NEW YORK (Reuters) - The euro edged slightly lower against the U.S. dollar after hitting a two-month high on Wednesday as investors awaited firm signs Greece will reach a deal on a second international bailout.
Europe’s common currency shuttled between small gains and losses throughout the afternoon New York session as Greece’s debt talks dragged on.

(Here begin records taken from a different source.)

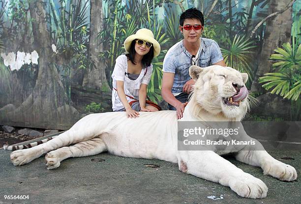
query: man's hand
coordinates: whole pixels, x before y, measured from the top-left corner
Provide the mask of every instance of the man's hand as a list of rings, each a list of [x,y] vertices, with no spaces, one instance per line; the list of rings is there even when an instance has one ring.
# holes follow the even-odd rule
[[[141,109],[140,110],[143,112],[155,112],[155,110],[149,110],[148,109],[147,109],[145,107],[141,107]]]
[[[137,117],[139,117],[139,112],[133,110],[132,108],[125,109],[125,111],[126,112],[126,117],[127,118],[136,118]]]
[[[194,85],[195,81],[193,79],[191,79],[189,81],[187,81],[184,84],[183,86],[183,92],[186,93],[187,94],[189,94],[192,91],[193,87],[192,85]]]
[[[183,117],[183,113],[184,113],[184,110],[185,109],[185,106],[188,103],[188,102],[185,103],[181,103],[181,102],[176,106],[177,108],[177,119],[180,119]]]

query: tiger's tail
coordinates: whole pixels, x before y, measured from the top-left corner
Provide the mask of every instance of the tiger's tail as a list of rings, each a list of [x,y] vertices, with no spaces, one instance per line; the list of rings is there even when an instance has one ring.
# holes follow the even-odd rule
[[[48,137],[48,138],[44,139],[43,140],[38,141],[37,142],[32,142],[31,143],[27,144],[25,145],[8,145],[8,144],[5,144],[3,146],[3,149],[5,150],[8,150],[9,151],[15,151],[17,150],[23,150],[24,149],[28,149],[31,147],[36,146],[37,145],[40,145],[41,144],[45,143],[47,142],[49,140],[51,140],[57,137],[59,135],[54,136],[53,137]]]

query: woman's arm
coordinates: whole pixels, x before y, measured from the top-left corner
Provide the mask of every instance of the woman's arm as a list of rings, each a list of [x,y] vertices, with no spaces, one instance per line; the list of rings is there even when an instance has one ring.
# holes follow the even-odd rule
[[[139,104],[141,108],[141,111],[149,111],[146,108],[146,100],[147,96],[147,89],[148,88],[147,84],[145,83],[142,83],[140,85],[140,88],[139,89]]]
[[[126,96],[124,93],[124,83],[123,81],[116,81],[116,86],[117,86],[117,94],[120,99],[126,112],[126,116],[128,118],[134,118],[139,117],[139,113],[134,110],[129,105],[126,99]]]

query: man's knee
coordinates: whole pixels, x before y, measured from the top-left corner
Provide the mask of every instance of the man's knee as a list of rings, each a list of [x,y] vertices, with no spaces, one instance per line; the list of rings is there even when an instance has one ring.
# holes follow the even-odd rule
[[[155,111],[159,111],[157,108],[153,106],[152,105],[148,105],[146,107],[146,108],[150,110],[154,110]]]

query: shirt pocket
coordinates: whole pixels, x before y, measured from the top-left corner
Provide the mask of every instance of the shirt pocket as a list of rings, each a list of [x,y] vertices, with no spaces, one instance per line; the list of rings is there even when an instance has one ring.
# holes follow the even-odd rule
[[[210,57],[204,57],[200,58],[199,65],[201,67],[208,67],[210,64]]]
[[[179,66],[176,70],[175,79],[178,83],[183,82],[187,80],[189,77],[189,67],[190,64],[184,64]]]

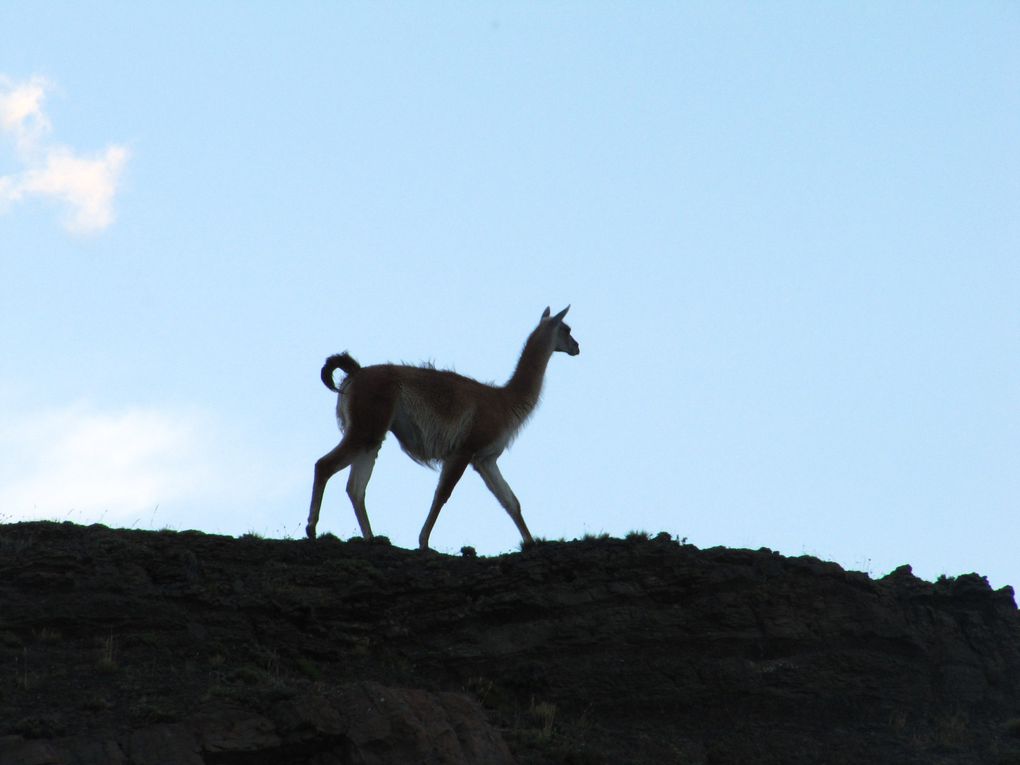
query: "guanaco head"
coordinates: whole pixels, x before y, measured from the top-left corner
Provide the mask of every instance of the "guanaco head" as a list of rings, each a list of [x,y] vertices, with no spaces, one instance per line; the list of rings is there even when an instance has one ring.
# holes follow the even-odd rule
[[[553,350],[562,351],[569,356],[576,356],[580,353],[580,346],[577,345],[577,341],[570,335],[570,327],[563,320],[563,317],[567,315],[567,311],[569,310],[570,306],[567,306],[555,316],[550,317],[550,313],[552,312],[547,307],[542,314],[542,320],[543,322],[548,321],[550,328],[554,333]]]

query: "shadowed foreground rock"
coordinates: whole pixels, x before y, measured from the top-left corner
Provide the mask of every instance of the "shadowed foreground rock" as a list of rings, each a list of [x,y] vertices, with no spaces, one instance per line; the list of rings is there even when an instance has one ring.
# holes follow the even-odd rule
[[[0,526],[2,765],[1020,763],[1009,588]]]

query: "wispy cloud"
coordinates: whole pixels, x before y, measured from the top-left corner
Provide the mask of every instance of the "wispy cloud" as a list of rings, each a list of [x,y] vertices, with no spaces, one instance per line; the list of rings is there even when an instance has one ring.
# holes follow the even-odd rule
[[[200,409],[26,407],[0,379],[0,522],[145,526],[158,507],[159,525],[299,529],[301,509],[277,517],[271,508],[297,487],[303,496],[306,465],[282,466],[250,442]]]
[[[30,197],[62,202],[64,226],[94,234],[113,222],[113,199],[128,161],[128,149],[109,145],[82,155],[52,140],[43,110],[50,83],[32,78],[14,83],[0,75],[0,132],[13,144],[20,172],[0,175],[0,211]]]
[[[82,517],[125,522],[207,490],[201,418],[85,405],[0,420],[0,514],[5,520]]]

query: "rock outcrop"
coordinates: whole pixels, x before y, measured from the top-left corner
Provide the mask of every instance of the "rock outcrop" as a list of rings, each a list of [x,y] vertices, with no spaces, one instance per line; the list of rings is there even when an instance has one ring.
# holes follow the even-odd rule
[[[655,539],[0,526],[2,765],[1020,763],[1020,616]]]

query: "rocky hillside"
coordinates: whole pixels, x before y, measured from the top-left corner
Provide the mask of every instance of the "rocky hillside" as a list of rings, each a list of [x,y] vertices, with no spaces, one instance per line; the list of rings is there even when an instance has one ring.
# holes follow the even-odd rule
[[[465,552],[0,526],[0,763],[1020,763],[1020,616],[980,576]]]

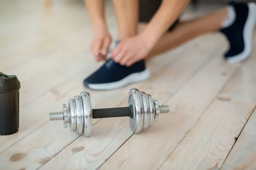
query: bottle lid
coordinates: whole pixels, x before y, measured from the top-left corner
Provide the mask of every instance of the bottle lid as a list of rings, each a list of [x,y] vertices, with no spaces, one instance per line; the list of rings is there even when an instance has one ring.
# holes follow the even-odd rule
[[[20,82],[16,76],[8,75],[0,72],[0,93],[16,91],[20,88]]]

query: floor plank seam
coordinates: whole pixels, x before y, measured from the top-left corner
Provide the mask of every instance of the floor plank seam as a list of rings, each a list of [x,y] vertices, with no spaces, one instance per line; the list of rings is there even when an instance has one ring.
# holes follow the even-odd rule
[[[218,52],[218,50],[215,50],[212,53],[212,54],[210,55],[210,56],[206,60],[203,62],[199,67],[198,68],[196,69],[195,70],[195,71],[194,71],[194,72],[191,74],[191,75],[190,76],[189,76],[189,77],[188,77],[188,79],[187,79],[182,84],[182,85],[180,86],[180,87],[178,88],[177,88],[176,91],[175,91],[172,94],[170,94],[170,96],[169,96],[169,97],[168,98],[168,99],[166,99],[164,101],[163,101],[163,104],[166,104],[166,102],[171,98],[172,98],[173,95],[174,95],[174,94],[176,94],[176,93],[177,93],[180,89],[181,89],[182,87],[185,85],[186,83],[187,83],[187,82],[189,82],[189,81],[190,79],[192,79],[193,78],[193,77],[194,77],[195,75],[200,70],[201,70],[201,69],[202,68],[204,68],[205,67],[206,67],[207,65],[207,64],[209,63],[210,62],[212,61],[214,59],[214,57],[213,57],[213,56],[215,56],[215,54],[216,54],[216,53]],[[229,81],[229,79],[227,80],[227,82],[228,82],[228,81]],[[214,98],[215,99],[215,98]],[[214,99],[213,100],[213,101],[214,101]],[[210,105],[211,104],[210,104]],[[187,133],[189,131],[189,130],[187,132]],[[114,152],[111,156],[109,156],[107,159],[106,159],[106,160],[104,162],[102,163],[102,164],[101,164],[101,165],[100,166],[99,166],[99,167],[97,168],[97,169],[98,169],[101,166],[102,166],[102,165],[105,163],[105,162],[106,162],[108,159],[109,159],[110,158],[111,158],[111,157],[123,145],[123,144],[124,144],[125,142],[130,139],[130,138],[131,138],[132,136],[133,135],[131,135],[131,136],[130,136],[130,137],[129,137],[128,139],[127,139],[126,140],[125,140],[125,141],[117,149],[116,149],[116,150],[115,151],[115,152]],[[184,138],[185,138],[185,137],[186,136],[186,135],[184,135],[184,137],[182,138],[182,140],[179,142],[179,143],[175,146],[175,149],[173,150],[175,150],[175,149],[176,148],[176,147],[178,145],[178,144],[180,144],[180,142],[181,142],[181,141],[182,141],[182,140],[183,140],[183,139],[184,139]],[[173,152],[172,151],[172,152]],[[171,153],[171,154],[172,154],[172,153]],[[170,154],[170,155],[171,155],[171,154]],[[166,158],[167,160],[168,159],[168,157]],[[165,161],[166,161],[166,160]],[[162,167],[162,166],[163,165],[163,164],[161,164],[161,165],[160,166],[160,167]]]
[[[80,74],[80,73],[81,73],[83,72],[84,71],[84,70],[83,70],[82,71],[79,71],[77,73],[74,73],[74,74]],[[73,77],[72,79],[74,79],[76,77]],[[44,96],[48,92],[50,91],[50,90],[52,88],[58,88],[58,87],[61,86],[61,85],[63,85],[63,84],[64,83],[66,83],[67,82],[69,82],[70,81],[70,78],[68,78],[64,81],[63,81],[62,82],[61,82],[60,83],[56,85],[55,86],[53,86],[53,87],[52,87],[51,88],[49,88],[49,89],[48,89],[48,90],[43,91],[43,93],[42,93],[41,94],[39,94],[36,97],[35,97],[34,98],[32,99],[31,100],[30,100],[30,101],[28,101],[28,102],[23,104],[23,105],[22,105],[20,106],[20,108],[22,108],[26,105],[28,105],[32,101],[35,100],[35,99],[36,99],[36,98],[41,98],[42,96]]]
[[[96,122],[94,124],[93,124],[93,126],[94,126],[95,125],[97,124],[97,123],[98,123],[98,122],[99,122],[99,121],[100,121],[102,119],[99,119],[99,121],[97,121],[97,122]],[[76,139],[75,139],[73,141],[72,141],[70,143],[68,144],[67,144],[65,147],[63,147],[63,148],[62,148],[62,150],[60,150],[59,152],[58,152],[56,154],[55,154],[53,156],[52,156],[52,158],[51,158],[50,159],[49,159],[49,160],[48,160],[47,161],[46,161],[44,164],[41,164],[40,166],[39,166],[38,168],[37,168],[36,169],[36,170],[37,170],[39,169],[43,165],[44,165],[44,164],[45,164],[47,163],[48,162],[49,162],[51,159],[52,159],[52,158],[54,158],[55,156],[57,156],[58,154],[59,154],[61,152],[62,150],[63,150],[64,149],[65,149],[67,147],[68,147],[69,145],[70,145],[70,144],[71,144],[73,143],[73,142],[74,142],[74,141],[75,141],[75,140],[76,140],[76,139],[77,139],[78,138],[79,138],[80,136],[82,136],[82,135],[79,135],[77,136],[77,138],[76,138]]]
[[[163,164],[164,164],[164,163],[167,160],[167,159],[168,159],[168,158],[169,157],[169,156],[170,156],[171,155],[172,155],[172,153],[173,152],[173,151],[174,151],[174,150],[177,147],[177,146],[179,145],[179,144],[180,144],[180,142],[181,142],[183,140],[183,139],[184,139],[184,138],[185,138],[185,137],[186,136],[187,133],[189,131],[189,130],[190,130],[190,129],[189,129],[189,130],[188,130],[186,132],[186,134],[185,134],[185,135],[184,135],[184,136],[183,136],[183,137],[182,138],[182,139],[181,139],[181,140],[180,140],[180,141],[178,143],[178,144],[177,144],[177,145],[175,146],[175,147],[174,148],[174,149],[171,153],[171,154],[168,156],[167,157],[166,159],[165,159],[165,160],[164,160],[164,161],[163,162],[163,164],[161,164],[161,165],[160,165],[160,166],[159,167],[159,168],[158,169],[158,170],[160,170],[161,169],[161,168],[162,167],[163,167]]]
[[[16,142],[15,142],[15,143],[14,143],[13,144],[12,144],[12,145],[11,145],[11,146],[10,146],[9,147],[8,147],[6,148],[6,149],[5,149],[4,150],[3,150],[2,152],[0,152],[0,154],[3,153],[3,152],[4,152],[5,151],[6,151],[6,150],[8,150],[8,149],[9,149],[9,148],[10,148],[11,147],[12,147],[12,146],[14,145],[15,144],[17,144],[17,143],[18,143],[19,142],[20,142],[20,141],[21,141],[21,140],[23,139],[26,138],[26,136],[28,136],[30,134],[32,133],[33,132],[34,132],[34,131],[36,130],[39,129],[39,128],[41,128],[42,126],[44,126],[45,124],[46,124],[47,123],[47,122],[45,122],[44,123],[43,123],[41,125],[40,125],[39,127],[37,128],[36,129],[35,129],[35,130],[33,130],[31,132],[29,133],[28,134],[27,134],[25,136],[23,136],[22,138],[21,138],[21,139],[20,139],[20,140],[19,140],[18,141],[17,141]],[[17,133],[19,133],[19,132],[18,131]]]
[[[104,161],[104,162],[103,162],[102,164],[101,164],[101,165],[98,167],[98,168],[96,169],[97,170],[99,169],[99,168],[101,167],[102,167],[102,165],[103,164],[104,164],[104,163],[107,161],[108,161],[110,158],[111,158],[111,157],[116,153],[116,152],[117,151],[117,150],[118,150],[119,149],[120,149],[126,142],[127,142],[127,141],[128,140],[129,140],[130,139],[130,138],[131,138],[131,136],[133,136],[133,135],[134,134],[134,133],[133,133],[131,135],[131,136],[128,137],[128,138],[127,138],[127,139],[126,140],[125,140],[125,141],[124,142],[124,143],[123,143],[121,145],[120,145],[120,146],[119,147],[118,147],[118,148],[113,153],[112,153],[112,154],[111,154],[111,155],[108,157],[108,158],[107,159],[106,159],[106,160]]]
[[[239,66],[240,66],[240,65],[239,66],[238,66],[236,68],[236,69],[235,70],[235,71],[233,72],[233,74],[231,75],[231,76],[230,76],[230,77],[229,79],[228,79],[227,80],[227,81],[222,86],[222,87],[221,87],[221,88],[219,92],[217,93],[217,94],[214,97],[213,97],[213,98],[212,100],[212,101],[210,102],[210,103],[209,103],[209,104],[206,107],[206,108],[205,108],[205,109],[204,109],[204,111],[202,112],[203,113],[200,116],[198,117],[198,120],[195,122],[195,123],[194,124],[193,124],[193,125],[191,126],[191,127],[189,129],[189,130],[186,132],[186,134],[185,134],[185,135],[183,137],[183,138],[182,138],[182,139],[181,139],[181,140],[180,140],[180,141],[178,142],[178,143],[176,145],[176,146],[175,146],[174,149],[172,151],[172,152],[170,154],[170,155],[169,155],[167,156],[166,159],[165,160],[165,161],[160,166],[160,168],[159,169],[159,170],[161,168],[161,167],[162,167],[163,166],[163,164],[164,164],[164,163],[168,159],[168,158],[170,156],[171,156],[171,155],[172,155],[172,153],[173,153],[173,152],[177,148],[177,147],[179,145],[179,144],[180,144],[180,142],[181,142],[183,141],[183,140],[185,138],[185,137],[186,136],[187,134],[190,131],[190,130],[191,130],[191,129],[192,129],[193,128],[193,127],[194,127],[194,126],[195,126],[195,125],[196,124],[197,122],[198,121],[198,120],[200,119],[200,117],[201,117],[201,116],[202,116],[204,115],[204,114],[205,113],[205,112],[207,110],[207,109],[212,105],[212,104],[213,103],[213,102],[214,102],[214,101],[216,99],[216,98],[217,96],[218,96],[218,95],[220,93],[221,93],[221,91],[223,91],[225,89],[225,88],[227,87],[227,84],[229,82],[230,80],[230,79],[231,79],[232,78],[233,78],[233,77],[234,76],[235,76],[236,75],[236,74],[238,73],[238,72],[239,72],[238,71],[239,70]]]
[[[241,129],[241,130],[240,133],[239,133],[239,134],[238,134],[237,137],[235,138],[235,139],[236,139],[236,140],[235,141],[235,142],[233,144],[233,145],[232,145],[232,147],[231,147],[231,148],[230,148],[230,150],[229,152],[228,152],[228,153],[227,155],[227,156],[226,157],[226,158],[225,158],[225,159],[224,160],[224,161],[223,161],[223,163],[222,163],[222,164],[221,164],[221,167],[220,167],[220,170],[221,169],[221,168],[222,167],[222,166],[223,166],[223,165],[224,164],[225,162],[227,160],[227,157],[228,157],[228,156],[230,154],[230,153],[231,152],[232,150],[233,149],[233,148],[235,146],[235,145],[236,143],[236,142],[237,142],[237,140],[238,140],[238,139],[239,138],[239,137],[240,136],[240,135],[241,134],[241,133],[243,131],[243,130],[244,128],[244,127],[245,127],[245,125],[246,125],[246,124],[247,124],[247,123],[248,122],[248,121],[250,119],[250,118],[251,117],[252,115],[253,114],[253,112],[256,109],[256,103],[255,103],[255,105],[254,108],[251,111],[251,113],[250,114],[250,115],[249,115],[248,119],[247,119],[247,120],[246,120],[246,122],[245,122],[245,123],[244,123],[244,126],[243,127],[243,128]]]

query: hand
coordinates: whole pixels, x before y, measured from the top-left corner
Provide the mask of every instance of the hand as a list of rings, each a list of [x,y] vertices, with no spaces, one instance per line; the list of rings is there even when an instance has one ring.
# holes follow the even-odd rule
[[[121,41],[111,52],[111,57],[116,62],[129,67],[145,58],[154,45],[145,35],[139,34]]]
[[[105,60],[112,40],[111,36],[105,28],[98,28],[94,31],[94,34],[91,51],[97,61]]]

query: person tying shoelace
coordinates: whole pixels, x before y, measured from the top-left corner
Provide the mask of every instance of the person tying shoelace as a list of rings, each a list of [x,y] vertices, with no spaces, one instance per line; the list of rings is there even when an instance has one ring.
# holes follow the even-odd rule
[[[203,34],[219,31],[227,38],[228,62],[247,59],[256,21],[255,3],[231,2],[203,16],[181,21],[188,0],[112,0],[118,39],[107,58],[112,38],[104,15],[104,0],[84,0],[93,29],[91,51],[101,67],[84,80],[93,90],[109,90],[150,78],[145,60],[169,51]]]

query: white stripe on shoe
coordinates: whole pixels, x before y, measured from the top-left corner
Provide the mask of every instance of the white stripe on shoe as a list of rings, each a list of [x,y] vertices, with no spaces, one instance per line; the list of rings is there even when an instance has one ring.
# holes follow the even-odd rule
[[[244,43],[244,51],[239,54],[227,59],[230,63],[241,62],[250,56],[252,50],[253,36],[256,23],[256,3],[248,3],[249,14],[243,30],[243,38]]]

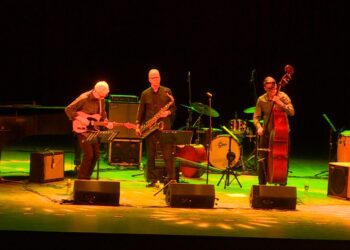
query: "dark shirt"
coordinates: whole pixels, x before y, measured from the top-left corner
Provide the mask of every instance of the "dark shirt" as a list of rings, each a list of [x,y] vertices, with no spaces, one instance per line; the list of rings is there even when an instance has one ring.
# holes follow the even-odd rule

The market has become driven mainly by headlines out of Europe, similar to what happened late last year.
Prospects of a deal on a second international bailout for Greece rose when euro zone finance ministers were summoned to talks in Brussels while Greek political leaders met to approve a tough reform and austerity program.
Greece’s leaders must agree to the terms for the new 130 billion euro ($172.3 billion) rescue which Athens needs to avoid going bankrupt next month when big debt repayments are due.
“There seems to be progress on Greece, but there is no definitive outcome so people are hesitant to push the euro higher,” said John Doyle, director of markets at Tempus Consulting in Washington.
He added that there were sellers of the euro between $1.3250-$1.3275.
An agreement on a second bailout would likely offer only a short-term boost to the euro given ongoing uncertainties about Greece and other euro-zone economies.
Greece will likely fail to achieve sustainable debt levels if it only resorts to a 70 percent reduction in the value of bonds held by private creditors, Standard & Poor’s warned on Wednesday, putting pressure on the ECB to also take losses.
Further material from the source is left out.